If you missed out on the Get Lucky Anthology now is your chance to meet Charlotte and Hunter.
It had been five years since I was forced to spend my Spring Break with my parents at their friends’ lake house. Five years since I had to put up with their annoying son, Hunter Davison, who thought throwing frogs at me and watching me scream was the greatest activity since tubing.
Unfortunately for me, this year, the annual Robotics Camp was cancelled because Mrs. Langston had to go and get pregnant. I’d so much rather be working with machines than spending my week in a technology-free zone with a frog thrower.
I put my worn copy of Wuthering Heights down, and stretched my legs out as best as I could in the backseat of Dad’s Subaru without kicking my little brother, Joey. It had been a long drive from New York to North Carolina and, while I wasn’t exactly looking forward to our destination, I was looking forward to standing again.
Mom rolled down the window, and my dirty blonde waves instantly got sucked into the whirlwind.

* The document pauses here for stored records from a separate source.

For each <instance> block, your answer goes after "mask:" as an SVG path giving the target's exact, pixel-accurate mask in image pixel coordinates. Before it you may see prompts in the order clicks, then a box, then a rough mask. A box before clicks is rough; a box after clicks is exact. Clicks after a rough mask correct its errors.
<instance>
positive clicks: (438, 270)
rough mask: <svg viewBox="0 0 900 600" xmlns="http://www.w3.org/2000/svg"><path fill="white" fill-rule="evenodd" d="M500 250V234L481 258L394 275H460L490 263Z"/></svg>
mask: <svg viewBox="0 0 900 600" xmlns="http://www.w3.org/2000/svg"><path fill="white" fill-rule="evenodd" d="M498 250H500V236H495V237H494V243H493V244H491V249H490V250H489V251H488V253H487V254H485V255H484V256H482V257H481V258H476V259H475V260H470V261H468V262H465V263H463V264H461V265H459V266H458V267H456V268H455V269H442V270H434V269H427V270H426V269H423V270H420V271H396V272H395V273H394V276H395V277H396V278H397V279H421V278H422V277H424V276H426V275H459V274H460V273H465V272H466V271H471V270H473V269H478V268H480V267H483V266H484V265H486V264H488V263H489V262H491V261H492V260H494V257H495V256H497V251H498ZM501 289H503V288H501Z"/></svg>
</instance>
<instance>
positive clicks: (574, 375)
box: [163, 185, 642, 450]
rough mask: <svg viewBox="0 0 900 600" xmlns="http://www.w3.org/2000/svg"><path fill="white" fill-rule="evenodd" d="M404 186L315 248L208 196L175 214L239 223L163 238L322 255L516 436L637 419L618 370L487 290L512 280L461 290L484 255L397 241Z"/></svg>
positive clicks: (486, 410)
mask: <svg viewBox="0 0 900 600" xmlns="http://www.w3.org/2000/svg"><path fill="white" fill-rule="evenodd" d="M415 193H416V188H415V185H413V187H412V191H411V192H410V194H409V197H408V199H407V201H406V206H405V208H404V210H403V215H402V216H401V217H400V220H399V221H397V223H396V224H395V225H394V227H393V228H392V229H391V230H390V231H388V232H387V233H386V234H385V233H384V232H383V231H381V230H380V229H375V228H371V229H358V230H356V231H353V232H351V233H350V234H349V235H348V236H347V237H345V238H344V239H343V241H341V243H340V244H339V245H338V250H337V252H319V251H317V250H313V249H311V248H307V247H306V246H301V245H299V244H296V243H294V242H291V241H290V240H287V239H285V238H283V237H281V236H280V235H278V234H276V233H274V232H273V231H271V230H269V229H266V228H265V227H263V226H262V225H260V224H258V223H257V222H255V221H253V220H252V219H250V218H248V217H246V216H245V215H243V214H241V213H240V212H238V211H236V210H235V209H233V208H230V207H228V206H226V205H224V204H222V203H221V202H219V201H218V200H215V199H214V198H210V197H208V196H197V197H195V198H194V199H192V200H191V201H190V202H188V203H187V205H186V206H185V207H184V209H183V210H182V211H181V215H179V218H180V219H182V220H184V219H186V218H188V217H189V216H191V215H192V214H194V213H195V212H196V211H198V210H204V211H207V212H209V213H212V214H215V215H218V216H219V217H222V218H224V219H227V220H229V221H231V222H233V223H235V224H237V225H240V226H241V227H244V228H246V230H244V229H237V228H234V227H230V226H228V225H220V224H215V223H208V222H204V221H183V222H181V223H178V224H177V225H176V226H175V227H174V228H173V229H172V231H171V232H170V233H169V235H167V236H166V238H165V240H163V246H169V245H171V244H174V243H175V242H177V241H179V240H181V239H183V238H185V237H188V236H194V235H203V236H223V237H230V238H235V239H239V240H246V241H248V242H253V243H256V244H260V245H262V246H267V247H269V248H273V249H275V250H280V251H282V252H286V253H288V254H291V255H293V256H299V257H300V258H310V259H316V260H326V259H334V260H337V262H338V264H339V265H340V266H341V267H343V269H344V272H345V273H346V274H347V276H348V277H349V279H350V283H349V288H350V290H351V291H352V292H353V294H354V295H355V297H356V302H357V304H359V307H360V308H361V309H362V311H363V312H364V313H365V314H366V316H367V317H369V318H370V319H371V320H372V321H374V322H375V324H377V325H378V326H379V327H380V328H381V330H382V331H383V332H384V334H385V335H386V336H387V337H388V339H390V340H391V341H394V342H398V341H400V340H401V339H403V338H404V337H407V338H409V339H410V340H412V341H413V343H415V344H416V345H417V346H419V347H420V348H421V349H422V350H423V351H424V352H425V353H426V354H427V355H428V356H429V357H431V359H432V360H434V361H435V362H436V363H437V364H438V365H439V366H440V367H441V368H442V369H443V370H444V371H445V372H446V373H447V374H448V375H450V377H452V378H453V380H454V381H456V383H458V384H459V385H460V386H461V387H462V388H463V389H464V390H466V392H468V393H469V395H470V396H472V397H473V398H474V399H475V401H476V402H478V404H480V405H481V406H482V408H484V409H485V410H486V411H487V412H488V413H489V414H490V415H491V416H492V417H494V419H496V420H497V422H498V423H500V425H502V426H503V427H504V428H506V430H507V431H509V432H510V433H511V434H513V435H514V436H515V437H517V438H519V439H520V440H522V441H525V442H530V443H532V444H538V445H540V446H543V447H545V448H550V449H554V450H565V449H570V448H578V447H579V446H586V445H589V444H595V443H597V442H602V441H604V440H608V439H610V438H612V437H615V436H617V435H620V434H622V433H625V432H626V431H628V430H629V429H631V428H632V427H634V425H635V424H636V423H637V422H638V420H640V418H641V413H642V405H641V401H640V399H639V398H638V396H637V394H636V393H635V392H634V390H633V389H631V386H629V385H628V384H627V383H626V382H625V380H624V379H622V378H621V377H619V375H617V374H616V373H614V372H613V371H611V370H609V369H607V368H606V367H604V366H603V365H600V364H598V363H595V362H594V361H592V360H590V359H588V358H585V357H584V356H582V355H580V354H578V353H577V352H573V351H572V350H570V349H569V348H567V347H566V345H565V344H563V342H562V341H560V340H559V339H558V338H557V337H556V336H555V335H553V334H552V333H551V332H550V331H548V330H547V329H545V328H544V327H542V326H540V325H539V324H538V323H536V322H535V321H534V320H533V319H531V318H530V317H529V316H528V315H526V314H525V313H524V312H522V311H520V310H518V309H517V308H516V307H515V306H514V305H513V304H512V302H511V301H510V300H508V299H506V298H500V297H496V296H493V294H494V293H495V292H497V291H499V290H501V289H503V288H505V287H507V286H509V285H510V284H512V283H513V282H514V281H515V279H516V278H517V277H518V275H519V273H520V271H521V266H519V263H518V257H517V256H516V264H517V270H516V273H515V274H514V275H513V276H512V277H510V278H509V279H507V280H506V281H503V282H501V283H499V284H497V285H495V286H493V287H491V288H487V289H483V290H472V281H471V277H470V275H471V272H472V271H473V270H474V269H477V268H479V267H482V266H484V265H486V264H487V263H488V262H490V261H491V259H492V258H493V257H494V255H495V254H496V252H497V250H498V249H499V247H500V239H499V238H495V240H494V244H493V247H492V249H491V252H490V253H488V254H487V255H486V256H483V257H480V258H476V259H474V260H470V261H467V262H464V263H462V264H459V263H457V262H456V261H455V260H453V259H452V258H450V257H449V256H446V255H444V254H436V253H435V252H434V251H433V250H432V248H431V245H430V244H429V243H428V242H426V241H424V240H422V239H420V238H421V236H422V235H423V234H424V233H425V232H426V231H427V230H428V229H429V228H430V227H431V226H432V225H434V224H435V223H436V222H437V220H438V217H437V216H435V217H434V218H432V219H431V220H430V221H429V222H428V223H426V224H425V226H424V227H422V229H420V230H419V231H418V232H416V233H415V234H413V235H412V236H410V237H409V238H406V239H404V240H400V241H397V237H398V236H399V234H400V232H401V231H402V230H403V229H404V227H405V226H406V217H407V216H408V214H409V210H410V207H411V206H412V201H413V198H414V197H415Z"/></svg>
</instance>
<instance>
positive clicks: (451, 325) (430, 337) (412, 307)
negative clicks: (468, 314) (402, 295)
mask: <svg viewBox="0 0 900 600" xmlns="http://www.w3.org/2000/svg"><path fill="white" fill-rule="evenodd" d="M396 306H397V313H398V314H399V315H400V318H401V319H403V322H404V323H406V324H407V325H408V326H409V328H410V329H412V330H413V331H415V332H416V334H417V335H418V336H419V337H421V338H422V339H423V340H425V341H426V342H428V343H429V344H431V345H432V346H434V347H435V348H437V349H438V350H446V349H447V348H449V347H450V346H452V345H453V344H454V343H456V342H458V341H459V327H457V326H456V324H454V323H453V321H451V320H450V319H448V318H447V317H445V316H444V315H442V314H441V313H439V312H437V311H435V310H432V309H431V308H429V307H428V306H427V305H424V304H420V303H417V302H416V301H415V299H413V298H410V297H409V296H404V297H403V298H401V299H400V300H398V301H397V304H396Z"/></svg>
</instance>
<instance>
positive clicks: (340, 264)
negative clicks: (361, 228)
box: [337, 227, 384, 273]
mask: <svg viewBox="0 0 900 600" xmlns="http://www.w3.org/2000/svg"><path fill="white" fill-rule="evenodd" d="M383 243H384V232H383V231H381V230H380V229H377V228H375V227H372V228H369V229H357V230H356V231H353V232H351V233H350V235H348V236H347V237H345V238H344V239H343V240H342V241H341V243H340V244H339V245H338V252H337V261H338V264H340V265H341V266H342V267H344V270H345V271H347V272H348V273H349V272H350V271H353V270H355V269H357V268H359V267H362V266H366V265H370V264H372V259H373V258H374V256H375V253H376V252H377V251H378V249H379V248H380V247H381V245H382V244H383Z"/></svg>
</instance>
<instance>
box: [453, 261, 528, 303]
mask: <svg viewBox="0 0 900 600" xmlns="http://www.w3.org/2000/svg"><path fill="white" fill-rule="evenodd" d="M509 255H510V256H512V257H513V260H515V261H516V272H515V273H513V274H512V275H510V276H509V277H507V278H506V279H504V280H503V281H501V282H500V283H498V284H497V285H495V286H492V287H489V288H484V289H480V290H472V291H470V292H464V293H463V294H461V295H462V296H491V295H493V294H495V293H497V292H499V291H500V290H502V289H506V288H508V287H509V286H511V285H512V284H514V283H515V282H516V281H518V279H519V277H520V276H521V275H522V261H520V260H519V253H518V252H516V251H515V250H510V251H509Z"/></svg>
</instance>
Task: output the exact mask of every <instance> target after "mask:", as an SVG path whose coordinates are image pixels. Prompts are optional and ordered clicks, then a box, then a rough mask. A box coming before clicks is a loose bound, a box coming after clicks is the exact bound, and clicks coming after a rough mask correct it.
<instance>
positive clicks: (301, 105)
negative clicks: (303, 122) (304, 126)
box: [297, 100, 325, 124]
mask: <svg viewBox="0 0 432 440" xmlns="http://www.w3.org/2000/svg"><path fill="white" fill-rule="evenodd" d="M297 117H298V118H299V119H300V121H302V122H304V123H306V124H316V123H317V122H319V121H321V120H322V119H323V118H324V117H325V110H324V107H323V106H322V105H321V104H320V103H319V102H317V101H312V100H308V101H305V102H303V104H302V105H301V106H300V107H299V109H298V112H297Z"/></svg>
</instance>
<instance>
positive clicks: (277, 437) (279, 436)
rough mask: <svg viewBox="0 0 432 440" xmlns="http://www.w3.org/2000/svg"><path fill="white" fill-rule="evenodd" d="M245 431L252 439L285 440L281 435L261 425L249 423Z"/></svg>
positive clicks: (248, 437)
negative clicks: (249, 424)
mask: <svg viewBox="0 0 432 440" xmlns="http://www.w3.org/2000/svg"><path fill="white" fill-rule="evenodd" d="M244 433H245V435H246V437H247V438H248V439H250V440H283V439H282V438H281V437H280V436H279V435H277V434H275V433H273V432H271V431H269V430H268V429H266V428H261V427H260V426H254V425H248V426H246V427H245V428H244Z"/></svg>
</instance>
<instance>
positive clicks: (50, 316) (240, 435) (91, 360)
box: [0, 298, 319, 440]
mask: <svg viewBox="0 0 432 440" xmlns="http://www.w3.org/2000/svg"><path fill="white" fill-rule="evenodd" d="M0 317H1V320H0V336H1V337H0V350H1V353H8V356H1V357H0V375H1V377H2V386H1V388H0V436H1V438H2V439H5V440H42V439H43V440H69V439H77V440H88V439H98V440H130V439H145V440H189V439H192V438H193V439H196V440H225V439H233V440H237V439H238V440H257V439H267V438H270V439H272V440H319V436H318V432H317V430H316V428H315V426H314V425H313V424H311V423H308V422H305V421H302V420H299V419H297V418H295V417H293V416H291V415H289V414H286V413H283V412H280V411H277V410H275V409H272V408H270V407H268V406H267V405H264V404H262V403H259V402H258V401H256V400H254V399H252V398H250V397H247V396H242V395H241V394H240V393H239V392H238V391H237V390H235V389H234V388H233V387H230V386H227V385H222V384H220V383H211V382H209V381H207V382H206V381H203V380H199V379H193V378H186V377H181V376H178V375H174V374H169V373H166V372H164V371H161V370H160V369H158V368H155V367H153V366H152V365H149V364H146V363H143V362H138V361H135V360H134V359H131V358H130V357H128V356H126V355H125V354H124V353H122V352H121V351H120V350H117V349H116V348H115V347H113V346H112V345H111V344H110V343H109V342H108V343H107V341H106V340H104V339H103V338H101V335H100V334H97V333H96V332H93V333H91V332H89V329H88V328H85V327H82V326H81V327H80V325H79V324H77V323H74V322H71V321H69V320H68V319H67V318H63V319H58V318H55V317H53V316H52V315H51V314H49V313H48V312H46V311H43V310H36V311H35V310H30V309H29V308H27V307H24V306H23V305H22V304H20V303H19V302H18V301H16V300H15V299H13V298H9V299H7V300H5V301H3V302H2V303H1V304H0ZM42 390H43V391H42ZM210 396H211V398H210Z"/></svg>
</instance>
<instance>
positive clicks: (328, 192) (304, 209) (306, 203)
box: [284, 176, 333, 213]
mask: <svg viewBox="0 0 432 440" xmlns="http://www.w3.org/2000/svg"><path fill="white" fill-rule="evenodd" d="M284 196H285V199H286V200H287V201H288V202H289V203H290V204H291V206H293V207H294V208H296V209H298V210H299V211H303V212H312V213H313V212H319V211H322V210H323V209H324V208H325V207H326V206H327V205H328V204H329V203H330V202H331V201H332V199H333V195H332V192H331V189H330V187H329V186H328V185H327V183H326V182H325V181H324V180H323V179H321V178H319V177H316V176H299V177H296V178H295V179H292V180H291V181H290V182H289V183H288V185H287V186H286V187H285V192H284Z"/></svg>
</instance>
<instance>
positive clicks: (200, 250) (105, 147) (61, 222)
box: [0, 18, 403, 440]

She inhaled deeply. “Can’t you just smell the fresh air?” she exclaimed.
“All I smell is Joey’s feet,” I mumbled.
“My feet don’t smell!” Joey yelled and then proceeded to stick both of his oversized feet in my face. I wrestled with his dingy socks, trying to get them as far away from my nose as I possibly could.
“Mom, tell him to stop!” I called out, and landed a good smack on his leg.
“Knock it off, you two,” Mom said and, with one last thrust of his foot toward my nose, he finally retreated to his side of the car.
“Real mature,” I groaned.
“I’m ten. What’s your excuse?” he said, with his signature smile that could have an old lady pinching his cheeks in seconds.
I looked at him, his blond curls a complete disarray on his head, and laughed. I reached over and rustled his hair which won me a few arm smacks before I put my hand back in my lap. My brother could be a royal pain in the butt, although, for some reason, I still loved the little dweeb.
“We should be there in a few minutes,” Dad said, and I think it was the first words he uttered since we got in the car. He was a man on a mission, and I doubted we would have even stopped if it wasn’t for Joey whining that he had to pee for twenty minutes straight.
“Yay!” Joey exclaimed. He had been coming to the Davison’s lake house with my parents for the past five years and had become close to the Davison’s youngest son, Parker, who was only a year older than him. According to Mom, once we pulled into the parking lot of the Davison’s, I would barely see either of them. Which was fine by me. It was bad enough I had to spend my Spring Break in the middle of nowhere. The last thing I wanted was to have to entertain a ten and an eleven-year-old.